Not long ago, there was some concern over how religious and political threads tend to get derailed quickly and locked. It was brought to our attention that in the groups, the moderators do not police the discussions, and we could say what we wanted (within certain limits, which are discussed in my Political Junkies group). As a result, Klavierspieler and I started two groups - he a group for religious discussions, and I a group for political discussions. They are relatively new. We get some lively debate, and they are quickly becoming the most participated in groups. The political group has over 200 posts already.

I moderate the Political Junkies group, and have to approve all people who wish to join, but I let any and all in, so if you are interested, we'd love to have you - it would be good to get an international perspective.


----------



## Sid James (Feb 7, 2009)

^^Okay thanks for the invite, Dr. Mike, I will consider joining, but time is the big factor, I already spend enough time on this forum as it is, with just the music alone.
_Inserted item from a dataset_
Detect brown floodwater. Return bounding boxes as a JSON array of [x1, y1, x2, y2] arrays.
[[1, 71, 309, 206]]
However, I'd be more interested at this stage in the politics group, more than the religion one. In terms of politics, there's more room for perspectives of modern history, which is my favourite aspect of this area...


----------



## Guest (Oct 22, 2011)

Sid James said:


> ^^Okay thanks for the invite, Dr. Mike, I will consider joining, but time is the big factor, I already spend enough time on this forum as it is, with just the music alone. However, I'd be more interested at this stage in the politics group, more than the religion one. In terms of politics, there's more room for perspectives of modern history, which is my favourite aspect of this area...


I am also a fond student of history, and welcome historical discussions. I'll have to admit my near complete ignorance of Australian politics, and only a cursory knowledge of Australian history.


----------



## science (Oct 14, 2010)

Couchie said:


> the Wagner group


Sounds like a cult to me.

j/k of course! (Brahms fan here.)


----------



## Sid James (Feb 7, 2009)

^^ No you're wrong Science, *The Wagner Group* is not a cult, it's a research company. Maybe there's also a Brahms Group?

& Dr. Mike, thanks again for your welcome & I will join it probably in a few weeks, just now I'll stay away a bit, I find TC is taking up heaps of my time as it is...


----------